A single vibrating string is echoed in a movie. A slow stroke on a cello’s base string created sound vibrations to accompany a movie scene. That resonance stayed with me long after the movie ended. Notes such as that suggested a foreboding event about unfold. Particular frequencies of piano, cello, and bassoon evoke emotions for me. These vibrations bring up feelings that quickly rise in my chest. I gasp to try to hold back tears. Why do musical vibration create this uncontrollable upwelling?
I have always been interested in how the background affects the foreground. Many collage pieces prove this. ( a sample accompanies this). I take away the busyness of a background to focus the viewer to the subject. The same holds true for photography. Choosing the background is as important as the subject. The background enhances the subject. That cello note vibrates right into my brain and releases a powerful feeling. I felt overwhelmed for a moment.

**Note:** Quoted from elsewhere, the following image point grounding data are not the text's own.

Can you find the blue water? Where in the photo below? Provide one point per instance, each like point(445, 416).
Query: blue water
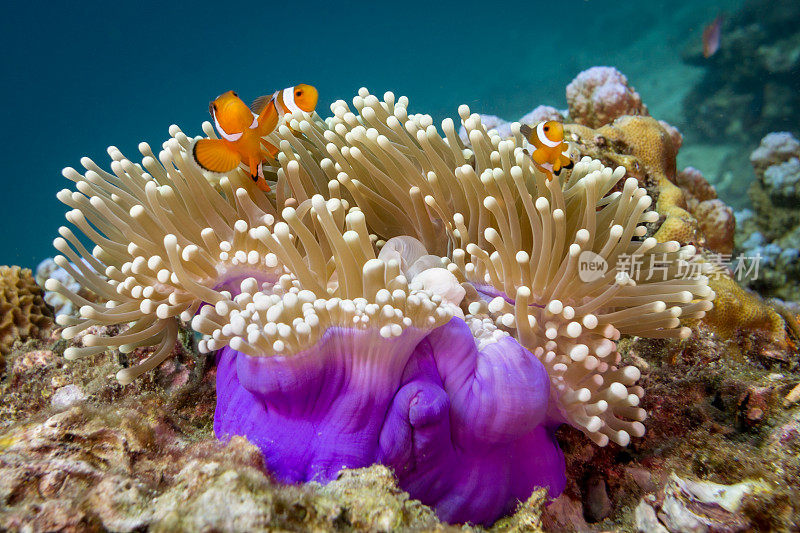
point(79, 77)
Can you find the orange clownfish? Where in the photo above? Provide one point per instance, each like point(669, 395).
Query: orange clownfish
point(242, 129)
point(549, 154)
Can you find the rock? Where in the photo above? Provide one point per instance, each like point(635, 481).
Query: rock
point(701, 506)
point(66, 397)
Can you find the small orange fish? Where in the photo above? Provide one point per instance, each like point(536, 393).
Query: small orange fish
point(242, 129)
point(549, 154)
point(711, 35)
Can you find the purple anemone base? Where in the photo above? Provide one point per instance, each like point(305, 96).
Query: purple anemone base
point(465, 430)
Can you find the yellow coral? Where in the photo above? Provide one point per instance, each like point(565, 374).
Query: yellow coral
point(23, 312)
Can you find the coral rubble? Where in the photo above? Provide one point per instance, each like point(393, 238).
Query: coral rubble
point(395, 271)
point(23, 311)
point(750, 86)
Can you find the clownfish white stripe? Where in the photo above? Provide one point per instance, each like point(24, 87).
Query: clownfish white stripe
point(543, 138)
point(225, 135)
point(288, 100)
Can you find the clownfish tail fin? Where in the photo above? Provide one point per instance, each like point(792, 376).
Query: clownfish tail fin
point(214, 155)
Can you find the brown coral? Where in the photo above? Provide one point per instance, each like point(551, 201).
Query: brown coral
point(646, 149)
point(23, 312)
point(599, 95)
point(690, 213)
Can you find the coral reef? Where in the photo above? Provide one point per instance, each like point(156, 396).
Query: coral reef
point(437, 283)
point(23, 312)
point(750, 86)
point(502, 127)
point(599, 95)
point(690, 213)
point(144, 456)
point(771, 230)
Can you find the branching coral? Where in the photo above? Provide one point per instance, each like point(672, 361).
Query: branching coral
point(23, 312)
point(599, 95)
point(402, 298)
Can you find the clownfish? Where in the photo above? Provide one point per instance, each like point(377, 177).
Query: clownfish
point(550, 153)
point(242, 129)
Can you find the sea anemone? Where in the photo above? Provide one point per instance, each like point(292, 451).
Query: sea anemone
point(401, 299)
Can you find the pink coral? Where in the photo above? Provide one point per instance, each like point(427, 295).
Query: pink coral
point(695, 187)
point(674, 134)
point(540, 114)
point(717, 225)
point(599, 95)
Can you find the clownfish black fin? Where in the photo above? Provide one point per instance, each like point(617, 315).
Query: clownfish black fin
point(260, 103)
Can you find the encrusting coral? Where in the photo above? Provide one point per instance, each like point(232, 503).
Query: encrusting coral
point(23, 311)
point(689, 213)
point(599, 95)
point(402, 298)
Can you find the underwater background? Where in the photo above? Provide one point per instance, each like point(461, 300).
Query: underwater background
point(82, 76)
point(401, 326)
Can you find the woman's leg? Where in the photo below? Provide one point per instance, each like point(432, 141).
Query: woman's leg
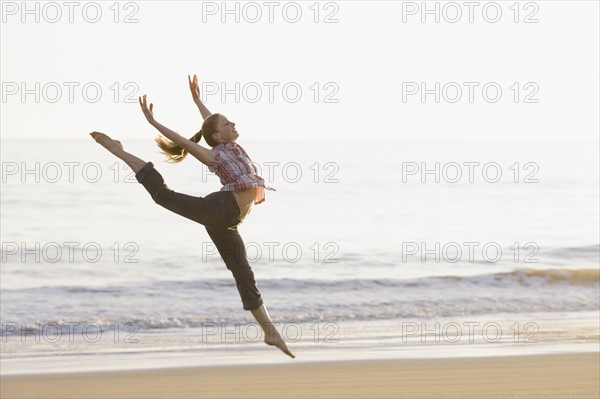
point(231, 247)
point(216, 209)
point(116, 148)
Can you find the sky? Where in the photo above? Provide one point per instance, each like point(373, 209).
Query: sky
point(304, 70)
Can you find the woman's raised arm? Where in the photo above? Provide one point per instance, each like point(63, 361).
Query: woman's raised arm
point(195, 89)
point(204, 155)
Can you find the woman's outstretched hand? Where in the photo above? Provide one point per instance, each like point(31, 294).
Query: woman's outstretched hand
point(147, 110)
point(194, 88)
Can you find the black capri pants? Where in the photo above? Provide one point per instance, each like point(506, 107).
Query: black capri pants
point(220, 215)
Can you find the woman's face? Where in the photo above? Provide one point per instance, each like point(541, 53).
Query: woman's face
point(226, 132)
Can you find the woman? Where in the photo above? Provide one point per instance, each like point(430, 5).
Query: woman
point(220, 212)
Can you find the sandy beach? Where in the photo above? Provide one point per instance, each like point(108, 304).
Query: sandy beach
point(539, 376)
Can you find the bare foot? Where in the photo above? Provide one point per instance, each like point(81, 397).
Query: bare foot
point(114, 146)
point(274, 339)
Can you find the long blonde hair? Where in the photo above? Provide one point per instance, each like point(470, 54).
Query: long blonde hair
point(176, 154)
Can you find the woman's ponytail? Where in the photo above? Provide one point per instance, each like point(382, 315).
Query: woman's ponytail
point(174, 152)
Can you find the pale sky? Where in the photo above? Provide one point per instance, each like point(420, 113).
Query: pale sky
point(371, 66)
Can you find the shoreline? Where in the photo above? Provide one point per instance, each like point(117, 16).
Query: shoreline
point(543, 376)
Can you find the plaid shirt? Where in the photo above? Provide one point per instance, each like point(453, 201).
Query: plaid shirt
point(236, 170)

It was a perfect communion of movie subject and music, combined to create a strong reaction.
Every person reacts to vibrations differently. This same thing happens to me when I hear bagpipes. A shiver runs up my spine. Physical vibrations also fascinate me. Ripple marks at the beach. This could be considered music made visible. Circular waves from a pebble dropped in a placid pond; a cloud pattern called “Mackerel sky” called that because of the repeated stripes n the flanks of a fish by that name.
These examples are different from a cello note, they begin to open a door into a bigger picture. From the very beginning of the Universe, the first atom began vibrating. The motions of electrons around the nucleus, the beginning of light waves, earthquakes, tsunami’s, and countless other examples prove to me that we are inundated by a huge variety of vibrations.
While sitting on a chair in a library for a safe driving course, I suddenly felt my chair vibrate. I looked at the floor, it too was vibrating. It was an earthquake that occurred in the Hudson Valley. The vibrations from that event reached Long Island.
Every sound comes from a vibration. Some of these have an astonishing impact on us. I love to hear the song of a Mourning Dove in the early morning. I love to hear the steady rhythmic beat of a drummer drumming.
According to Merriam Webster Dictionary:
Sympathetic vibration is “a vibration produced in one body by the vibrations of exactly the same period in a neighboring body.” To give a physics explanation of this essay is beyond my ability.
Back in the ‘60s the age of flower children, the phrase “good vibes” was popular. The opposite term “bad vibes” can be explained by the sensations we pick up from beyond our bodies that either make us feel good or bad. Let’s hope that each of us have only good vibes.